Background: Malignant melanoma is one of the most aggressive types of skin cancers and its etiology is not yet clear. Phenotypic-switching has been associated with melanoma tumor aggressiveness and metastasis. Microenvironmental factors such as estrogen, cytokines and other stress conditions determine epigenetic events, as hypo-methylation, which are involved in cell transformation. Interestingly, endogenous retroviruses contribute to melanoma progression and are transcriptionally regulated by epigenetic events. Previously, we demonstrated that the aggressiveness and immune evasion of metastatic melanoma is partly depends on human endogenous retrovirus-K (HERV-K) activation. Thus, studying the role of HERV-K activation in melanoma phenotypic-switching is important to understand melanomagenesis and find possible therapeutic targets.

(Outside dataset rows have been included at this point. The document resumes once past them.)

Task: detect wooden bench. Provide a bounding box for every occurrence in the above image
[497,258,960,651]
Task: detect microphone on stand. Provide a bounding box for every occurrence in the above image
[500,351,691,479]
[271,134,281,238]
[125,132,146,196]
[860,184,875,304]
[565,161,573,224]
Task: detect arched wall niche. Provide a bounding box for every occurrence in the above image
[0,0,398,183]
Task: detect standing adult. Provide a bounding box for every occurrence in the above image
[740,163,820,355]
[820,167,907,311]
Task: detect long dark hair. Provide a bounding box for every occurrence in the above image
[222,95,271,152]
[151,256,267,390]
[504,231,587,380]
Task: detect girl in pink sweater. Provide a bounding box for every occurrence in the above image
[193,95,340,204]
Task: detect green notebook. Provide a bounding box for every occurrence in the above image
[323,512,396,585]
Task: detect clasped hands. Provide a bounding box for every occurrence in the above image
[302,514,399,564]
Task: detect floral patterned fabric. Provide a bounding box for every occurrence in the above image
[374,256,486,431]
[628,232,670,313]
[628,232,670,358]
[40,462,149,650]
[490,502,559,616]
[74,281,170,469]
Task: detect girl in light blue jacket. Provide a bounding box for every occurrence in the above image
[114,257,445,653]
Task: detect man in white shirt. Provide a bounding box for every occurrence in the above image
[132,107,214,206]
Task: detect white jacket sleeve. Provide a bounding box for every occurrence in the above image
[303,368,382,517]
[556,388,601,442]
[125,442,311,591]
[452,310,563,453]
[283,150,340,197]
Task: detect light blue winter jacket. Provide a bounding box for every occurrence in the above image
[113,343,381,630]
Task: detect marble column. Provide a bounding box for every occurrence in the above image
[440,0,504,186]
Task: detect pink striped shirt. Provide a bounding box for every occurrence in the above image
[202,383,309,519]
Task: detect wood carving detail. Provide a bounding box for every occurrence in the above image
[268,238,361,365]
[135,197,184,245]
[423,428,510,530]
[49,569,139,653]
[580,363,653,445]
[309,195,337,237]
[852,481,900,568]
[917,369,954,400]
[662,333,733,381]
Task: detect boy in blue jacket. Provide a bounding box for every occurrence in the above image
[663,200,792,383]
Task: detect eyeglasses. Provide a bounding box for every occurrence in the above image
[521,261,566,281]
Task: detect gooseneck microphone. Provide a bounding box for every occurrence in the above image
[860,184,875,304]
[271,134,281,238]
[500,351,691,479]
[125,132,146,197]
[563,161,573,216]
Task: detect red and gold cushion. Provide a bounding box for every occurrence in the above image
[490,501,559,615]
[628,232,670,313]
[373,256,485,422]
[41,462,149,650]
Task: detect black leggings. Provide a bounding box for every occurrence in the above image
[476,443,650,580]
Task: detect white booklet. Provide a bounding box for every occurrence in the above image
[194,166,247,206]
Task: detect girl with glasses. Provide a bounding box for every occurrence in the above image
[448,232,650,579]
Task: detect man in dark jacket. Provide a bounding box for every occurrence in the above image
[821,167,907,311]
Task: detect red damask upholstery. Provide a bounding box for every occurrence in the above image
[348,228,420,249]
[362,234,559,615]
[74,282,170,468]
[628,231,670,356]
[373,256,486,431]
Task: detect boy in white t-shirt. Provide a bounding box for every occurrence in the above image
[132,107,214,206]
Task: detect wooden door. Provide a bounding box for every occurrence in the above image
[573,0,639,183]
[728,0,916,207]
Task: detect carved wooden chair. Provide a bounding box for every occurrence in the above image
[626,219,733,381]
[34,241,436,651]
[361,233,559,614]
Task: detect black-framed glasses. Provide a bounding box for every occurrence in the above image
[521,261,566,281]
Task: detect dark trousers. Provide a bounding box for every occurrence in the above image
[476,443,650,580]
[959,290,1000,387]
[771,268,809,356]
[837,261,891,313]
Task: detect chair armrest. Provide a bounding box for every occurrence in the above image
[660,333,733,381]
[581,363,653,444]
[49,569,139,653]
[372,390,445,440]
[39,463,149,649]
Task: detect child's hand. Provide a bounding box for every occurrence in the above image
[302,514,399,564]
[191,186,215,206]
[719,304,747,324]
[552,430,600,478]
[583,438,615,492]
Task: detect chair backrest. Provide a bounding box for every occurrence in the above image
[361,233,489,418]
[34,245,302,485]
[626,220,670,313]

Objective: To investigate the potential role of HERV-K activation in melanoma cells phenotypic-switching in response to change in microenvironment conditions.

Methods: the TVM-A12 cell line, isolated in our laboratory from a metastatic melanoma lesion, and other commercial melanoma cell lines (WM-266-4, WM-115 and A375) were cultured in standard, differentiation and serum-free cell culture media. RNA interference, flow cytometry, qRT-PCR, self-renewing assay, sphere-forming assay and migration/invasion assays were performed. Data were analyzed using SPSS software version 17.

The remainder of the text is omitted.